The game starts with you creating your character. In the manner of Ultima, you have to answer questions about your background. Unlike Ultima, they’re less about Virtues and more about the time you tortured a spider with a magnifying lens while solemnly touching yourself, and then your mum came in, and you’ve been mentally scarred ever since.

Here’s the first one:

The questions start giving me clues about what statistics I’m creating though. I go for option A, as like my comrades-in-arms Rage Against The Machine, I’m down with the Sandinistas (Note to prod: Check whether Rage Against The Machine actually are down with the Sandinistas). I’m also called Derek Wallace, which I’m going to have to do something about.

Later, I have this one to weigh up…

Hmm. I decide that I want nothing to do with the consumerist culture inherent in the American automobile and that I did enough wearing black and moping in real life. Instead, I go off and live with my Nam addled dad. Of course, in real life, I have been to ‘Nam. Chippen’ham.

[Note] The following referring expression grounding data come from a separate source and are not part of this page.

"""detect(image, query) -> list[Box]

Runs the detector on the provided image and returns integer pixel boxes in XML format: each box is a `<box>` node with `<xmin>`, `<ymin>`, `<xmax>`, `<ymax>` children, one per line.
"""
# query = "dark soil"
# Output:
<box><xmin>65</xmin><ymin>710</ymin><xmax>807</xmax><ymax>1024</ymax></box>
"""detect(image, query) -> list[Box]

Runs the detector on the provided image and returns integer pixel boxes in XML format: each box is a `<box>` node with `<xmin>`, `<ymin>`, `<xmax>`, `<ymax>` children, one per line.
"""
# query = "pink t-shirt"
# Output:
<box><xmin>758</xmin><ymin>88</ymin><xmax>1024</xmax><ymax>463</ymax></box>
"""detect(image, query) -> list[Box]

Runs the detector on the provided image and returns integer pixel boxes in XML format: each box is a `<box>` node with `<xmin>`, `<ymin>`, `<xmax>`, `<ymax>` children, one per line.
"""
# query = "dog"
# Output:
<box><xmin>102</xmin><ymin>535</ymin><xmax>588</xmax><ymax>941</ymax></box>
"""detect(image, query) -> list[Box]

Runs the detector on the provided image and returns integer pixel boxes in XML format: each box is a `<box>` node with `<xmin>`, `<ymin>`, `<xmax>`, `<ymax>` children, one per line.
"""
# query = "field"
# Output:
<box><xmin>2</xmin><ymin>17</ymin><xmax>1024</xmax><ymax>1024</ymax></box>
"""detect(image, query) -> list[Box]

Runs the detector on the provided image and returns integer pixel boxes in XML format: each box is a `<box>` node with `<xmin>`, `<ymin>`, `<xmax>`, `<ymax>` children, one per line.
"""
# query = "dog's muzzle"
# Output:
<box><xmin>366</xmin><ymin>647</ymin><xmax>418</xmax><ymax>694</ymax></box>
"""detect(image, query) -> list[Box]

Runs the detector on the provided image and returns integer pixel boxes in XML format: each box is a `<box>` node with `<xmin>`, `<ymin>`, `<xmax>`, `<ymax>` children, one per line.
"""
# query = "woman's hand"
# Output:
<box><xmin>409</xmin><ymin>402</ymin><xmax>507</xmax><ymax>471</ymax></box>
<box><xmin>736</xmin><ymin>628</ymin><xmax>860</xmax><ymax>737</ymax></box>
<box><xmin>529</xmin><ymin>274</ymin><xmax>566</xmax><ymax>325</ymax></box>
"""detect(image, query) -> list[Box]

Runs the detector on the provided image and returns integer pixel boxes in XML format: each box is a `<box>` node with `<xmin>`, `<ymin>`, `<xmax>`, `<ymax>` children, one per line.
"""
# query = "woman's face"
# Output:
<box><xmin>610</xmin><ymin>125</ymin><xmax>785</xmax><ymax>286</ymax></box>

Probably the hardest one yet. On one hand, I do understand what it’s like to feel my work isn’t REAL enough, y’know. On the other, I do like beating the living shit out of people. But on the third, I’m well used to taking money from rich people. In exchange for writing about games, yes, but it counts and isn’t modern serfdom in any way whatsoever.

A couple more choices – I went for an AK-47 for my birthday, as much like Weird War’s bequiffed revolutionary Ian Svenonius, I still believe in AK-47 – and the character is completed. In body. In mind, I need to be rebaptised for my life as a revolutionary, my first cry the slogan of our glorious Liberal Crime Squad movement.

Which takes us to the start of our campaign and the homeless shelter I call home.


Which is where we leave it. Next time: either recruiting sex-slaves or shooting lawful citizens, I suspect. No, really.


  1. Phil says:

    Are you planning to continue to apply real life experience to the roleplaying one and go for option R , ‘Review’ the liberals, possibly on a freelance basis?

    Also, shouldn’t this be ‘radical’ rather than ‘liberal’ crime squad? Otherwise this depiction of liberals and lefties in general is disturbing close to the one espoused by Ann Coulter, though of course this one is tongue-in-cheek, the other is pepperspray-in-eyes.

  2. Nick says:

    I love the health reading. Is the game as complex as Dwarf Fortress? For I have yet to be able to completely work out how the hell to play that despite being a rogue-like player (and thus not afraid of numberous keypresses).

  3. malkav11 says:

    Nothing is as complex as Dwarf Fortress. But Liberal Crime Squad does have a lot of stuff going on and the interface is strikingly more user-friendly. …learning what the hell you should be doing to succeed is quite tough, on the other hand.

  4. Shinan says:

    The pick-up lines in this game are some of the best ever.

  5. Kieron Gillen says:

    Shinan: Next post, I suspect.


  6. Sam says:

    In related news, the new build of Dwarf Fortress is now out

  7. Nick says:

    Thanks malkav11, my main problem with Dwarf Fortress was I was always battling the interface rather than the bastard creatures invading my poorly thought out caverns or the perils of winter.

  8. Morte says:

    Nothing is as complex as Dwarf Fortress? You have evidently not tried to play Omega…now that made no blooming sense.

    I shall try this Dwarf Fortress of which you speak just to see if it can replace Angband in my affections.

  9. malkav11 says:

    I wasn’t speaking of the interface. I was talking about (what I’ve heard of) the gameplay. The things that man can do with code…

    Of course, the interface is quite enough to scare me off even if it weren’t coupled with a learning cliff.